“Tiene la cara de perro, como la tiene mi amor”, son sabias palabras que tienen uno o mil significados a la vez. Expresadas orgullosamente por una hermosa viejecita de grandes e inigualables hoyuelos en sus tiernas y suaves pero arrugadas mejillas, de grandes y redondos ojos tan brillantes como el cristal, caracterizados por una tristeza en especial, quien, en su fría soledad amarga, siempre, siempre, siempre… tenía mucho amor para dar, aunque nadie lo quisiese tomar.
Sentada una tarde en el portal de su viejo troje, viendo la vida pasar, llegó a su vida alguien, que la vida le habría de cambiar, una jovencita quien en su adolescencia ya era incapaz de amar, y sin embargo, siempre la iba a alimentar, unos días renegando, otros días maldiciendo, pero poco a poco, la soledad de ambas fue disminuyendo, y ella, ella la pudo amar, bastando ver la expresión de su cálido rostro, el movimiento de su boca al comer, y la humedad en sus tristes ojos al preguntar ¿Por qué nadie me viene a visitar? Comenzando a cantar desesperadamente “tiene la cara de perro como la tiene mi amor, pero ¡ay! ¡ay! ¡ay! que risa me da”.

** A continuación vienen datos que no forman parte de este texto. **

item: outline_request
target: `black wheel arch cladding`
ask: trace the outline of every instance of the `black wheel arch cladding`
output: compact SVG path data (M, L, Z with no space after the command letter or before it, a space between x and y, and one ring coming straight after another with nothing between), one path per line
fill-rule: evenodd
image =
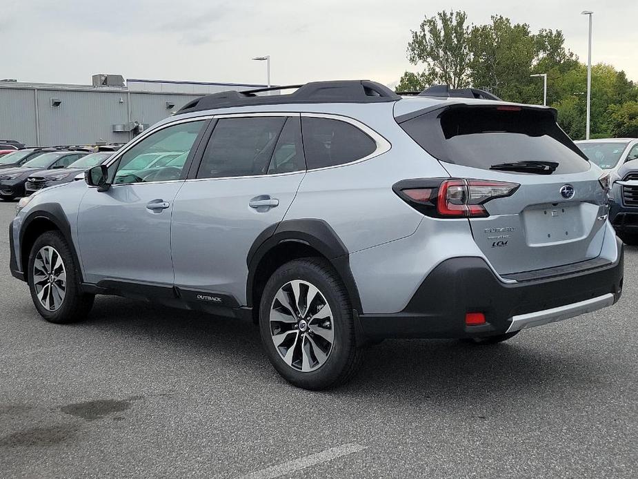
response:
M286 242L301 244L316 250L330 263L343 282L352 308L361 312L361 299L350 267L349 253L339 235L323 219L289 219L263 230L255 239L246 257L248 277L246 300L252 304L253 287L257 268L264 256L273 248Z
M77 273L79 276L80 281L81 281L82 272L80 268L80 262L75 244L71 237L71 226L62 207L57 203L43 203L39 205L38 209L30 213L22 222L22 226L20 228L21 267L23 270L26 270L25 259L26 258L27 260L28 260L28 255L30 253L30 251L25 249L26 234L29 231L29 226L31 226L34 222L39 220L45 220L50 222L55 227L55 229L58 230L62 234L65 241L69 246L71 254L73 255L73 261L77 265ZM26 275L25 275L25 277L26 277Z

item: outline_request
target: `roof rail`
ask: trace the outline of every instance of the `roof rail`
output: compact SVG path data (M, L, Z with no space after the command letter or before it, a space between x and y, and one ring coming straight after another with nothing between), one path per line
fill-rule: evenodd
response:
M450 88L449 85L432 85L419 94L419 97L437 97L459 98L476 98L481 100L497 100L501 99L484 90L478 88Z
M292 93L258 95L268 91L297 88ZM273 86L237 91L231 90L207 95L189 101L178 113L190 113L203 110L248 106L278 105L295 103L383 103L395 101L401 97L387 86L370 80L339 80L311 81L305 85Z

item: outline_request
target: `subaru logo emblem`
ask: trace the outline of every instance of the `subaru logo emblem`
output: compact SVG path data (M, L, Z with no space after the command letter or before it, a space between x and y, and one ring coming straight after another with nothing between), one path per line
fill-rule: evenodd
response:
M566 199L573 197L575 193L574 187L570 184L566 184L561 188L561 195Z

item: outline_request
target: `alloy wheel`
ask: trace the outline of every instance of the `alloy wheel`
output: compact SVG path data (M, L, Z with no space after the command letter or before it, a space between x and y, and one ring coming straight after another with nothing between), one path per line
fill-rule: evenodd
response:
M54 311L62 306L66 295L66 269L60 253L52 246L43 246L35 255L33 285L44 308Z
M270 326L275 349L297 371L317 369L332 350L332 310L323 293L307 281L295 280L279 288L270 306Z

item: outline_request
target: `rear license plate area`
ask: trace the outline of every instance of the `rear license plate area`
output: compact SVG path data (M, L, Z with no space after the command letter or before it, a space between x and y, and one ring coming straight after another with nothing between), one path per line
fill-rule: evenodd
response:
M523 212L525 237L530 246L577 240L583 236L579 204L552 204Z

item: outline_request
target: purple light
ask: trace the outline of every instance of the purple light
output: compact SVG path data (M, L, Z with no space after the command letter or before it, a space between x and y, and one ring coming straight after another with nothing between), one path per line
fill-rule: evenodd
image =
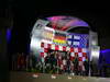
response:
M85 21L73 16L50 16L47 20L51 22L53 28L61 26L62 31L68 30L72 26L89 26Z
M100 50L100 52L110 52L110 49Z
M11 38L11 30L8 28L7 30L7 40L10 42L10 38Z

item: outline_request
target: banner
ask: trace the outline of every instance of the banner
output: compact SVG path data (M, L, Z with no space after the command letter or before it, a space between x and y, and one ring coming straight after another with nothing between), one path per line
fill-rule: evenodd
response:
M57 45L67 45L66 33L55 31L53 43Z

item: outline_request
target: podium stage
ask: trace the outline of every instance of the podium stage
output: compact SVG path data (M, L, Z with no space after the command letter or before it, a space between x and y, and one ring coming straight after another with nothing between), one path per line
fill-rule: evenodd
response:
M110 82L110 78L44 74L33 72L10 72L10 82Z

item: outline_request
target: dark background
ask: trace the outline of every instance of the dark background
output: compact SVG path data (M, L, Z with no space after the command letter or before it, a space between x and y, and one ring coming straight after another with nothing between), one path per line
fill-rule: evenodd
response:
M12 17L12 36L9 52L29 52L30 33L38 17L72 15L86 21L98 32L101 49L110 48L109 2L64 0L2 0L0 16Z
M0 31L10 27L11 40L8 44L8 54L29 52L30 32L38 17L53 15L72 15L82 19L98 32L101 49L110 48L109 2L75 0L0 0ZM3 19L3 20L2 20ZM4 42L6 44L7 42ZM0 44L0 78L9 79L9 56L7 45ZM2 57L3 56L3 57ZM7 79L8 78L8 79ZM7 81L8 82L8 81Z
M72 15L82 19L98 32L101 49L110 48L109 4L102 2L76 3L69 1L13 1L13 51L28 51L30 32L38 17Z

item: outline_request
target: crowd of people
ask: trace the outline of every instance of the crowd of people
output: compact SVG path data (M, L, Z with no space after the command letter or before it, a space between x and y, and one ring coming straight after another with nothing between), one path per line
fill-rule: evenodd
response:
M70 52L50 51L46 57L16 54L12 56L12 70L36 71L41 73L74 73L76 75L88 75L89 61L79 62L78 55L70 59Z

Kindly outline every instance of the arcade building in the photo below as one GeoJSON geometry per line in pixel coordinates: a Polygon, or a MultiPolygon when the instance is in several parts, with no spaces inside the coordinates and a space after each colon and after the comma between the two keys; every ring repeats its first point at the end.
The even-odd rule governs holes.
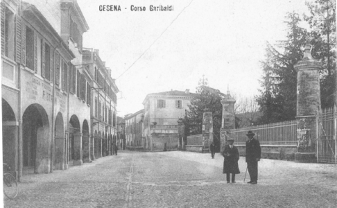
{"type": "Polygon", "coordinates": [[[77,1],[2,0],[1,24],[3,158],[11,173],[19,180],[111,154],[118,88],[105,69],[98,83],[83,60],[89,26],[77,1]]]}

Es tan difícil olvidar el día de su partida… cuando un día la quisieron encerrar porque no la podían cuidar, y en su desesperación a la mañana siguiente ya se encontraba sin vida.
Esa linda viejecita era un ser especial, y aunque para todos era un demonio, para mí, era un ángel guardián.
Esa viejecita era mi abuelita, esa viejecita fue quien me enseñó a amar, esa viejecita fue el ángel de luz que ilumino mi vida y me enseño el gran sentido de la bondad.